Asylum fight heating up Bolivia-Peru tensions

 

Bolivia's President Evo Morales gestures during a news conference at the presidential palace in La Paz, Monday, May 11, 2009.
Bolivia’s President Evo Morales gestures during a news conference at the presidential palace in La Paz, Monday, May 11, 2009.

JUAN KARITA / AP PHOTO

BY CARLOS VALDEZ

ASSOCIATED PRESS WRITER

LA PAZ, Bolivia — Bolivia demanded Monday that Peru hand over three former government ministers charged with genocide in the 2003 killing of dozens of protesters, and President Evo Morales called asylum an «open provocation of the Bolivian people.»

Peruvian President Alan Garcia granted asylum to one of the former officials – Jorge Torres – in April and is reviewing requests from the other two.

The fight is worsening already poor relations between the neighboring South American nations, which have been at odds since Garcia, an economic liberal, and Morales, a leftist, took office in 2006. Morales vehemently opposes Garcia’s push for a regional free trade pact with the European Union and is a strong critic of Peru’s free trade pact with the U.S.

The asylum case involves a sensitive event in Bolivia, where soldiers sent to quell an anti-government protest in 2003 killed 63 demonstrators in the city of El Alto, a bastion of support for the leftist Morales.
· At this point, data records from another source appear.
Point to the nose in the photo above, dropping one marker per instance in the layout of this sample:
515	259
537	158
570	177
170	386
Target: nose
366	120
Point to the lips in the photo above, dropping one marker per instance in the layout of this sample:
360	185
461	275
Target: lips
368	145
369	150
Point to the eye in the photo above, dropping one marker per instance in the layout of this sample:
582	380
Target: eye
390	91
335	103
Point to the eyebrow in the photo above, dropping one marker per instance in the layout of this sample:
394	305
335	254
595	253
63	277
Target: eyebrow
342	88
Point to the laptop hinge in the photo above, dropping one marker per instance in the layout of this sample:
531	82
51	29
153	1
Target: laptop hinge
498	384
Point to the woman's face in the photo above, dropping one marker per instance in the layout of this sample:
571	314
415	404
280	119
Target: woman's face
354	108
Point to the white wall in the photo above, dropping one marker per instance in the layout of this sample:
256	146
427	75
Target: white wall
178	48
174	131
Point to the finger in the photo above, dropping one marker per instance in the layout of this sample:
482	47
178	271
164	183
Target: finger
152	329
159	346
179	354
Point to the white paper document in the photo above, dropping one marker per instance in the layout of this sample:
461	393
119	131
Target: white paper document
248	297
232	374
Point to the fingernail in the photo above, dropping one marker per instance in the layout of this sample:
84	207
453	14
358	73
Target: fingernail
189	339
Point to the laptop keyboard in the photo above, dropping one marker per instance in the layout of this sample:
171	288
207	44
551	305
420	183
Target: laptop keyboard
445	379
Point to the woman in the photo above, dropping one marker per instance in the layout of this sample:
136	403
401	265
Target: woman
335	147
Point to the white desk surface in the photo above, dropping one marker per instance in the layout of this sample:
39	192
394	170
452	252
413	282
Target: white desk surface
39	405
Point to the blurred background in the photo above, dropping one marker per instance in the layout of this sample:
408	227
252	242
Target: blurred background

No charges were filed in the case until after Morales won the presidency.

Former President Gonzalo Sanchez Lozada and 17 of his former ministers have been charged with genocide, which carries a maximum penalty of 30 years in prison.

Sanchez resigned after the killings and fled to the United States, where President George W. Bush granted him and two of the ministers asylum. Morales said Monday that he has asked for help from President Barack Obama to extradite the three Bolivians.

Other former officials, who call the charges a political witch hunt and say they can’t get a fair hearing, have been fleeing the country before the trial begins May 18.

«Bush protected and harbored criminals and Peru’s president cannot make the same mistake,» Morales said over the weekend. He kept up the heat Monday, accusing Garcia of having a «lack of respect for the rule of law» and saying Peru should not be granting asylum to people accused of committing crimes against humanity.

Peruvian Vice President Luis Giampietri dismissed Morales’ comments.

«No one can tell another country to whom they should or should not grant asylum,» he said Monday in Lima.

It isn’t the first fight over asylum between the neighbors.

In 2007, Peru demanded the extradition of a former member of the Tupac Amaru Revolutionary Movement – a leftist rebel group – to face charges of terrorism. The accused, Walter Chavez, was working as a top aide to Morales at the time, and Bolivia denied the request, calling him a political refugee.

Peru also angered a Morales ally – Venezuelan President Hugo Chavez – by granting asylum to Venezuelan opposition leader Manuel Rosales last month, rejecting demands that he be arrested and sent home to face corruption charges.